The thing is, I'm personally not very interested in the nuclear detente theory of personal responsibility. I'd like to think that, based on what I'm told by gun lobbyists, it would actually be a greater affront to my individual freedom if I had to think about going to the movies or Church or the grocery store or anywhere outside of my home (which, presumably, should resemble a barracks) as though I lived in Fallujah. Well, I'm sorry Mr. Pratt, but fortunately I don't live in Fallujah, and I'm not interested in conceiving of everywhere I go as a potential war zone, for which I should be packing heat and prepared to use lethal force to protect myself and my loved ones. The fact is, we all deserve better than that, and we can do better than that. The average American, I'd wager, avoids bringing a gun to the movies because the average American doesn't want to live that way, and isn't interested in "protecting" themselves with lethal weapons. We choose not to bring guns to the movies because we don't want to bring guns to the movies, not because the government is stopping us, or because we feel an unwarranted social stigma about carrying.

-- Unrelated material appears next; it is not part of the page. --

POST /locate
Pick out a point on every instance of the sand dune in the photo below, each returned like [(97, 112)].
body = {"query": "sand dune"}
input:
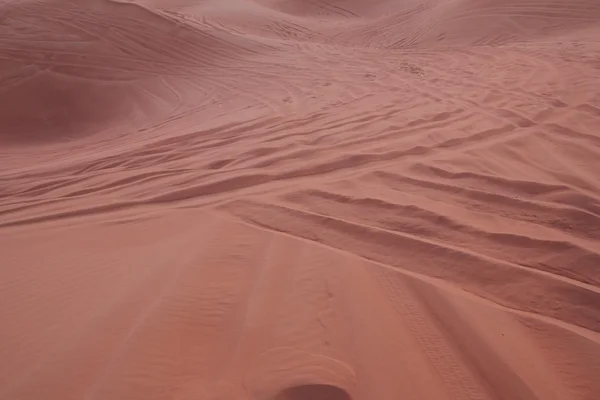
[(289, 199)]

When you argue that a greater gun presence would make us safer, you're arguing smoke and mirrors. It may even be true that, hypothetically, the good guys would have a better chance against murderous gunmen if the good guys thought of themselves as a militia, and 6 in 10 of them were armed, trained, and prepared to return fire. But in reality this isn't the way we live, nor the way we aspire to live. There will always be crazy people who will do what they can to harm others, and there will always be altercations. Our job as a society is to reduce the lethality of these unfortunate circumstances. Our job as a society is to make it harder for a disaffected individual to purchase 3000 rounds of ammunition on the internet, not to make sure that more of the rest of us are purchasing 3000 rounds of ammunition on the internet as a counterforce.

So go on and say what you will about your twisted utopia in which the imminent threat of death for any person at any time, at home, at the movies, at the store, or at a political speech in the public square guarantees that we're all sufficiently wary and suspicious of one another's lethal intentions that we all keep our concealed weapons in their holsters. But for the rest of us in the real world, freedom means something more that that; and we'll work toward more sensible and desirable solutions to the problem of gun violence.